LOUISVILLE, Ky. — Trailer tails, which extend off the rear of the trailer to improve aerodynamics, are not just being used by fleets to improve fuel mileage, they’re now also being purchased to attract owner/operators.
Prime Inc. has announced it is equipping all the trailers it has on order through the remainder of 2013, some 450 trailers, with Trailer Tails from ATDynamics. Andrew Smith, CEO of ATDynamics, spoke of the agreement at the Mid-America Trucking Show today.
He said Prime initially had concerns about the durability of the tails, but has conducted extensive testing for both fuel economy and durability. The company found equipping its trailers with Trailer Tails can provide owner/operators with an extra three cents of revenue per mile.
For an O/O running 120,000 miles per year, that totals additional income of about $3,600 in their pocket, which makes it an attractive proposition when considering who to go work for, Smith pointed out.
“It is highly visible to drivers, which trucking companies are the most fuel efficient in the industry and they are using it as a recruiting incentive,” Smith said.

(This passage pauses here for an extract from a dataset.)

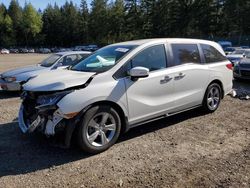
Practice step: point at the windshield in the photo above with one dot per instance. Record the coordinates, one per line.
(103, 59)
(238, 52)
(50, 60)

Trailer tails are now being used by more than 160 US fleets, with 30 of them deploying the tails on all their trailers. Smith said the company expects to have deployed more than 50,000 trailer tails by 2014.
In addition to the fuel savings, Smith said they also discourage tailgating, improve the stability of the trailer and reduce road spray in wet conditions.
Retrofit installments can be done in less than 45 minutes and they retail for about US$2,200, with significant volume discounts available.
In Canada, however, the full-sized trailer tails are still illegal. Smith said he’s expecting an announcement in Canada within the next four months, which will pave the way for their more widespread use. For now, Canadian fleets looking to benefit from the fuel savings have to fold them in when they cross into Canada, though they can still enjoy the fuel savings in the US.
ATDynamics came out with a smaller nano-tail, which complies with Canadian regulations, but Smith said he’d encourage Canadian operators to wait until the full-sized tails are approved, as they deliver much greater benefits.